That's what I was thinking....but Glad you're happy Larry.  :roll: 

They asked for SKU numbers and receipts that you didn't have didn't they?


----------



## LarryWolfe (Oct 16, 2009)

ScottyDaQ said:
			
		

> Shawn White said:
> 
> 
> 
> ...



Yep.....


----------



## Captain Morgan (Oct 16, 2009)

I think they took it fairly serious.


----------



## Bobberqer (Nov 15, 2009)

that's a load of crap ..bunch of PC laden linguistic tangos spewing forth , is all it is...


----------



## Rag1 (Nov 15, 2009)

Holly crap.....Nancy Pelosi answered your complaint.


----------



## bbquzz (Nov 15, 2009)

Sorry I missed this one to begin with but... I had a business that was taken over by big business and saw loads of "Boilerplate" phrases like this. Some customer service desk jockey telling you to pick a few paragraphs and respond in 72 hours or your unit will be assesed a fee and corporate will respond. My reason for retiring ... if I can't give a personal response I don't want to waste the ink to blow smoke at a customer.
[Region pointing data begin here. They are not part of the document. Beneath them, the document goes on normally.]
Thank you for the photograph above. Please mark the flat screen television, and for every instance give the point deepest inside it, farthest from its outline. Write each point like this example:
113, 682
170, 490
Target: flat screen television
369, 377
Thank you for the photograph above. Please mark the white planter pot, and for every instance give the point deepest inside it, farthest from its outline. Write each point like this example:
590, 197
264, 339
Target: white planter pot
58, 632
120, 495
I have to say it was nice that they responded so you knew that they got your letter but, *is the product any better now?*


----------



## Pigs On The Wing BBQ (Nov 15, 2009)

Customer service is kind strange. Example, When I was in the appliance repair field a guy and his wife come in the store and buy what ever it is that has crapped out cuz they need it. It shows up DOA, I can't get the the part local, so I call the factory. NO OVER NIGHT FOR YOU. Customer call's and the part is delivered next day! I kept a list of 800 numbers in my clip. Yea, I'd be pissed too if I spent a thousand bucks on a appliance and it showed up DOA cuz of a three dollar part from JAPAN!  :roll: I'm kind of sure JB has been down this road.

Pigs


----------



## Griff (Nov 15, 2009)

That's it, I am boycotting that store. They'll never see a dime of my money.


----------